As mentioned also in the short trailer, shown to the audience gathered in the room as well as the one watching online, “Seven Grams” is a global journalistic project that tells the story of smartphones through a smartphone, using AR. With each mobile containing roughly seven grams of precious minerals, like gold, one country in particular has an abundance of them: The Democratic Republic of Congo. “But for many, this has been a curse rather than a blessing,” it was said in the video materials, as they are often extracted in horrendous conditions, violating basic human rights.

“I had forgotten I had to do this in English!,” exclaimed the director during his presentation, sporting a Jacques Cousteau-approved red hat.

Once again using his experience as a war correspondent and photojournalist, his intention was clear: this story needs to be heard. “It was born when I was doing my previous VR project, [2014’s] ‘The Enemy.’ I was in a mine in eastern Congo, taking photos with my phone. Not realizing they are digging out the very minerals that are enabling me to do it. [I want to show] why are we using these minerals, why they are indispensable and how they make the device you have in your hand so powerful,” he said.

Noting that “telling a story in augmented reality has a lot of challenges,” Ben Khelifa said that early audiences who tried the prototype of the app (for IOS and Android) were “fascinated by finally discovering the inside of their phone.” Focusing on four components of the phone – the motherboard, the battery, the vibrator and the screen – he added: “Each of them is linked to one of the minerals and although all these minerals are not necessarily coming only from Congo, Congo provides a lot of them,” he explained. “There is a big chance we have Congo cobalt in this room. The problem is how it’s mined.”

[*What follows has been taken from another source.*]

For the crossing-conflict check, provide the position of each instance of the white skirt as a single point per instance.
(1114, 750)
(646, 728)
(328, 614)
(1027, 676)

Mentioning the injustice and pain that comes with the procedure, he decided to leave the AR part at one point in the story and, radically changing the technique, opt for charcoal drawing instead (“which reminds us of the minerals”), when talking about one individual in Congo, abducted when he was only 12 years old and going through immense horror. Also because, given what he went through, he didn’t want to be recognized.

“After this, Generation Z knows what’s wrong but they also want to fix it, so we will be moving to where I will explain what’s the problem. And how you fight it,” he said. “After three, five years our device starts to slow down, but there are ways to extend its life and lessen the pressure on the supply chain for these minerals from Congo. We need to recycle our electronics. Only 20% of them are recycled today.” Needless to say, there will be a website accompanying “Seven Grams” outside of the app, which will introduce all the partners of the project but also provide some fact-checking. “In the age of fake news, I thought it would be good,” he deadpanned.

This year’s edition of the NewImages Festival ran Sept. 23-27.